Vonage: From darling to disaster

26.07.2006
With a series of high-profile lawsuits, a bungled initial public offering (IPO) and a regulatory melee over its E911 efforts, voice-over-IP pioneer Vonage Holdings Corp. is looking more like a lost cause than a cause celebrate, according to industry experts.

"Vonage has had serious problems. It's a shame; they could have done a lot more. They just haven't been able to execute as well as they should have," said William Stofega, research manager for VOIP services at IDC in Framingham, Mass.

Stofega is not alone in his harsh criticism of the Holmdel, N.J.-based company, which was founded in 2000 and provides fixed monthly fee-based broadband phone services to more than 1.6 million subscribers. Founder, Chairman and Chief Strategist Jeffrey Citron and his executive team are accused of poor decision-making, which experts believe has led the stock to tumble from its IPO debut in May of around US$17 to just below $7 this week.
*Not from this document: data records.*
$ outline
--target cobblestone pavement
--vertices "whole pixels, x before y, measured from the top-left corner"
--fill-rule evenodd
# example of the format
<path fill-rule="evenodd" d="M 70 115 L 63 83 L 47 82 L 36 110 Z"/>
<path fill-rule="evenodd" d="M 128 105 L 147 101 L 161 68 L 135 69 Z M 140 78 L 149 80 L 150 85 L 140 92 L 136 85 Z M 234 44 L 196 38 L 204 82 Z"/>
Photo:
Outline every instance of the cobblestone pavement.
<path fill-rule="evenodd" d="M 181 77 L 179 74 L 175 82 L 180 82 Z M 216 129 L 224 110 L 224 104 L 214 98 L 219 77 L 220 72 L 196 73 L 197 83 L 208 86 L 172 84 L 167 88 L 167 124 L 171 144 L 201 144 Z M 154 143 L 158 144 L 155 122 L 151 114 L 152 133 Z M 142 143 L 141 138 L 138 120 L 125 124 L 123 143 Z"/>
Shareholders, feeling similar frustration, filed two class-action lawsuits in June against the company, alleging, among other things, that certain facts regarding the Customer Directed Share Program were omitted or misstated and that the IPO prospectus contained misrepresentations or omissions concerning Vonage's products.

"Vonage is a great case study of how you can have a great service, but a terrible stand-alone product," said Eric Paulak, managing vice president of network services and infrastructure at Gartner Inc.

Paulak said the writing has been on the wall for Vonage since its early days. "You can't ask what went wrong. Nothing suddenly went wrong. Vonage has had problems since Day One," he said.